No matter the case, I need to work through it. My arthritis does not hurt like it has been the past I don’t know how many years. It is feeling much better thanks to some tablets I have been taking to reduce it. But even with them, I am limited. Before the tablets I would wake up sore and hurt all day. I would limp while walking. I would not be able to move much for long. Now I wake up feeling much better. I can work a while. What I cannot do it keep at it for long without it feeling a dull awful feeling that requires me to stop and rest off the pain, to the point of even having a short nap to recover. This year promised to be better, though with these limitations. But I will do what I can. I know for a fact I have passed this on to one child. It may have gone to even more. Time will tell. I just hope not, but if so, there is not much I can do apart from advise them of it and help them to work and will through it.

Looking down the road beyond where I turn to feed the llamas on the back pasture over the road from ours. Visibility was just shy of a mile. It’s not bad, but it landed as a surprise to me, full stop.

It’s not the summer I look forward to. It is the intermediary season of spring. Those in-betweens here are wonderful. I was told many years ago that the summers were nice here. They were not too warm. Even in 2010 the high temperatures for July and August were an occasional 93F with more falling in the 80’s than 90’s. By 2019 we saw the high reach 97F with several more days falling into the mid 90’s. Tree rings I have seen around here suggested to me that the 1980’s and before saw more rainfall, taking into account early wood growing years of a tree, as it does.
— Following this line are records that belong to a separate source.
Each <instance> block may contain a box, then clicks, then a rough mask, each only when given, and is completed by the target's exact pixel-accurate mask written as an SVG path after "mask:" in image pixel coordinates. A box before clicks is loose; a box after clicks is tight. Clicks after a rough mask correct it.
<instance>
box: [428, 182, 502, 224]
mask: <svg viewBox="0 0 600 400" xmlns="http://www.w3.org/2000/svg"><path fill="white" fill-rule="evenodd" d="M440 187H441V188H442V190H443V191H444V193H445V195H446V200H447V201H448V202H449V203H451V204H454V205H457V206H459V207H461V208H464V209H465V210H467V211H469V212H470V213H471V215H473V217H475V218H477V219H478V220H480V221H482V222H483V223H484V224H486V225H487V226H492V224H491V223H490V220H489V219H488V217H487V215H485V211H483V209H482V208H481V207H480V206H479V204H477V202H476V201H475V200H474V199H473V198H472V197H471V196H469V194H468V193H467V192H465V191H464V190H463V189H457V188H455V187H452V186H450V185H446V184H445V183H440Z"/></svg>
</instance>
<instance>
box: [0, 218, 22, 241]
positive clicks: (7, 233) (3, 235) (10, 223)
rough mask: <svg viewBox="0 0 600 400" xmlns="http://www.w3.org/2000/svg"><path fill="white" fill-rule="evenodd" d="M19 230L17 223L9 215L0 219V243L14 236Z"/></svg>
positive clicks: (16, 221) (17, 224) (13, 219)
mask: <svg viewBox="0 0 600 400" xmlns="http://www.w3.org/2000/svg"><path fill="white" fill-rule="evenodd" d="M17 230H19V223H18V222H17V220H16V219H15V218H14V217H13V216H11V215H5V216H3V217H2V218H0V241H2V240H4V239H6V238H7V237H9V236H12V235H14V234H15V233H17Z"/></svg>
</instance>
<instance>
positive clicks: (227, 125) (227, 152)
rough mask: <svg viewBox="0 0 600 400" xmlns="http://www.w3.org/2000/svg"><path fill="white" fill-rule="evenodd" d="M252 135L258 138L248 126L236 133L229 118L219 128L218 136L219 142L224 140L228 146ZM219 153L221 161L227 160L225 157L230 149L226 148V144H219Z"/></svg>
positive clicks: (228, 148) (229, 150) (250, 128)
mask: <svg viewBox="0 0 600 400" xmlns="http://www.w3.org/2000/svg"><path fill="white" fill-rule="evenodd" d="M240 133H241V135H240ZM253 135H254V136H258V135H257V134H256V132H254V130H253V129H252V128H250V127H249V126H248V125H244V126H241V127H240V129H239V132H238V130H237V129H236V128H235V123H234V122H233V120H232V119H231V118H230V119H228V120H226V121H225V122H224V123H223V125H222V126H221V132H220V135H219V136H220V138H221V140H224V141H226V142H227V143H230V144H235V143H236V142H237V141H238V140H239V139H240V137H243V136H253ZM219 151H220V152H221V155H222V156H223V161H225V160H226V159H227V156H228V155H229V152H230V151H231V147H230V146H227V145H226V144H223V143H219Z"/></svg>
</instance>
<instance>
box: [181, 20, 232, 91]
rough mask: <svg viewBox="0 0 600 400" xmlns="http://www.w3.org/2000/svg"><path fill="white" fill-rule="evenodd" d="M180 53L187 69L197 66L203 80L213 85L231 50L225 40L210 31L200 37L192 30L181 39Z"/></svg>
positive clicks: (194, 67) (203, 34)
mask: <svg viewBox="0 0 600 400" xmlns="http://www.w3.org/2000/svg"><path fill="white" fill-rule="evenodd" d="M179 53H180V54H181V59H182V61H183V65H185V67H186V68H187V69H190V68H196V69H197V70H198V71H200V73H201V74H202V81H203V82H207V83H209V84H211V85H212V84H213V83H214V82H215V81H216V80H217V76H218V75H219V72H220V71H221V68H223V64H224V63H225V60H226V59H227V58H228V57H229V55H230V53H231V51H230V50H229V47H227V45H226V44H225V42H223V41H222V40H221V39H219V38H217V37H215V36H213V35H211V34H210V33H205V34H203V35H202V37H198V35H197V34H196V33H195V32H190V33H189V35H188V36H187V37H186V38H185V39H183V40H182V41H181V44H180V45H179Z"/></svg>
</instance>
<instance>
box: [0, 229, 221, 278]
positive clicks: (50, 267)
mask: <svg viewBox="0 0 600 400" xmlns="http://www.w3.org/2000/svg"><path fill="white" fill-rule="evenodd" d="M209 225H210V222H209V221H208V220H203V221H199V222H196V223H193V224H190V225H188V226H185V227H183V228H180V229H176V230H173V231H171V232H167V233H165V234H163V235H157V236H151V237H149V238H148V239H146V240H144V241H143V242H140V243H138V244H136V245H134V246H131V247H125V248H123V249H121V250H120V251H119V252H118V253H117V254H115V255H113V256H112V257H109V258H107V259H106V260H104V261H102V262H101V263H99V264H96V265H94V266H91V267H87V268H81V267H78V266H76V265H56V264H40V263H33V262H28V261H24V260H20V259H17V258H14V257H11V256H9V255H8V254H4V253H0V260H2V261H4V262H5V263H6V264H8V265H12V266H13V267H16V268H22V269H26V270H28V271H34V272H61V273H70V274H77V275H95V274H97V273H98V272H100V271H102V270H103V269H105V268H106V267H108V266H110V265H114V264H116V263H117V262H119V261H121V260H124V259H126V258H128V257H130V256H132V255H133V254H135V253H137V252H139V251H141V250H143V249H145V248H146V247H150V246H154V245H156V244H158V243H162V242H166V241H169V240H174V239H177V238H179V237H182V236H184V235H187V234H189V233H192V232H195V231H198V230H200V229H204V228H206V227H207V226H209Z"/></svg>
In other news, we are living with three cats in the house now. All of them are “fixed” and their attitudes towards each other and everything shows it. They wrestle together. The older one tolerates the younger ones better. He was fixed a while back, but he seems to have improved on the two young ones for them not producing so many hormones. I’d like to see them all shitting outside rather than in the litterbox in the house, and especially just in the house. I found three parcels under my desk upstairs, and they were just starting to go to town under Missus’s big loom in the library. We have a spray that is meant to stop them doing it where we spray, which is where they have gone. I am waiting with bated breath. We’ll see how they do! I have sprayed the entire upstairs carpet for good measure!

Wood is loaded into the fire for the evening. I am tempted to go up to bed early and watch some YouTube videos. There is no school tomorrow, so I can cancel the alarm and just enjoy the evening and the morning. Such rare opportunities should be taken. My wife is good at knowing that. I have been so ingrained with “you should be busy” that it is hard for me to remember it is okay to do such things, even when I am limited by my health. It is likely to snow again tomorrow, and a little bit likely the two days that follow it. High temperatures will hover around 40F throughout the next ten days, according to the forecast. Before long it will be real spring and the temps will begin to rise. It will be time to work hard and get done all the things that need to be around here. I have a long list.

There is much more I could talk about. Everything from politics to why I am not photographing as I should be. But a relaxing evening is calling to me, and I do wish to go and enjoy it thoroughly.